Bharat, Hari and Raji set off to attend Bharat's lover's marriage. Despite Hari's consoling advice, Bharat commits suicide in the train. Hari does not attend his funeral. When Raji questions him, Hari replies by saying that Bharat took a wrong step and he doesn't like such people.
Raji realises that Hari is a very good guy. In spite of she rejecting him, he has always helped her and is still in love with her. She falls for him. Hari is stabbed by some goons with whom he fought earlier. He is hospitalised.

But at the same time Raji's parents are preparing for her match making. Raji confesses to her father that she wants to marry Hari. At that moment, she gets a call from a hospital informing her about Hari's accident. Raji rushes to the hospital where the doctor informs her that Hari will be treated for his stab wounds, but he cannot be treated for his cancer, which is in the last stage. Raji cries over his sick bed, finally accepting his proposal. To this Hari smiles mischievously and the doctor reveals that he does not have cancer, they just played a prank to tease her. Hari and Raji hug each other.

== Production ==
Jyothika was to pair up with Shaam for the film but she was replaced by Sneha at Shaam's request, who later teamed up with Shaam in ABCD (2005) and Inba (2008).

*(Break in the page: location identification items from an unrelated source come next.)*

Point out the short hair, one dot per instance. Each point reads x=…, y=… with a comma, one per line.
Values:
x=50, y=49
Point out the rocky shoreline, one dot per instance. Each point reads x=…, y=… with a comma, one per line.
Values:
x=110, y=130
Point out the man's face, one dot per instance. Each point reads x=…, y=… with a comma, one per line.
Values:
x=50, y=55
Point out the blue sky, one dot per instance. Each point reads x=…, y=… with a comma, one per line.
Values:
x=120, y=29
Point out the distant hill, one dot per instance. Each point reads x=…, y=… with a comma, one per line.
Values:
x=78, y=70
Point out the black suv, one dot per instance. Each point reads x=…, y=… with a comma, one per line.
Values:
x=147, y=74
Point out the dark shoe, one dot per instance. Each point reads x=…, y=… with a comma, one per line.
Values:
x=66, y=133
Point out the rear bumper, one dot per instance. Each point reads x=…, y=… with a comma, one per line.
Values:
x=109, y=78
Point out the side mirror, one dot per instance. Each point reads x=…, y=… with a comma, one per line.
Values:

The makers chose to shoot the song "Thottu Thottu" in Syria, with the ancient ruins of Palmyra used as the backdrop.

== Soundtrack ==
Vasanth opted to use five new composers to compose a song each in the film. Leading playback singer Srinivas, who had previously composed private albums, made his first film song with "Inni Naanum Naanillai", singing it alongside Sujatha. He also introduced singer Sunitha Sarathy into playback singing, giving her a chance to a part of his composition. Ramesh Vinayakam made his debut with this film, he composed and sang "Thottu Thottu". Raaghav composed "Oru Kaadhal Vandhucho" along with Raja. Murugan (brother of singer Anuradha Sriram) who is a drummer and also sang "Nee Illai Endral" in Dheena composed "Poi Sollalam". Raaghav and Murugan played supporting roles in the film. "Oru Kaadhal Vandhucho" topped the charts, although the film's failure meant that Raaghav shifted his focus to acting.

| Song | Composer(s) | Singers | Lyricist |
|---|---|---|---|
| "Yamini Yamini" | Aravind–Shankar | Harish Raghavendra | Pa. Vijay |
| "Thottu Thottu" | Ramesh Vinayakam | Ramesh Vinayakam, Srivardhini | Palani Bharathi |
| "Oru Kadhal Vandicho" | Raaghav-Raja | Shankar Mahadevan | Thamarai |
| "Inni Naanum Naanilai" | Srinivas | Srinivas, Sujatha, Sunitha Sarathy | Thamarai |
| "Poi Sollalam" | Murugan | P. Unnikrishnan, Anuradha Sriram | Pa. Vijay |

== Reception ==
The Hindu wrote that "This is Shaam's second film after ``12B and he proves that he is complete hero material — good at dance and in expressions". Sify wrote that "On the whole Vassant has dished out an undernourished love story which lacks both style and soul". Malini Mannath of Chennai Online wrote that "And for the first half, the director keeps his narration closer to the issue. But then as the film progresses, it is like the director was distracted, loses focus of the theme, and the main issue gets sidelined in the process". Kalki, instead of publishing their own review, compiled and published the comments of viewers. Cinesouth wrote, "Tamil cinema has seen such stories countless number of times. 'Poove Unakkaaga' and 'Rojakootam' indirectly belong to this category. In those films, the incidents narrate the story. In this film, Vasanth's approach stops with the dialogues alone. A story like this hasn't been dragged properly with a good screenplay. As a result, the movie, especially the first half of it, fumbles along and gives us the feeling that the story is drifting along aimlessly".

The film received criticism for the climax, but is still considered an underrated film.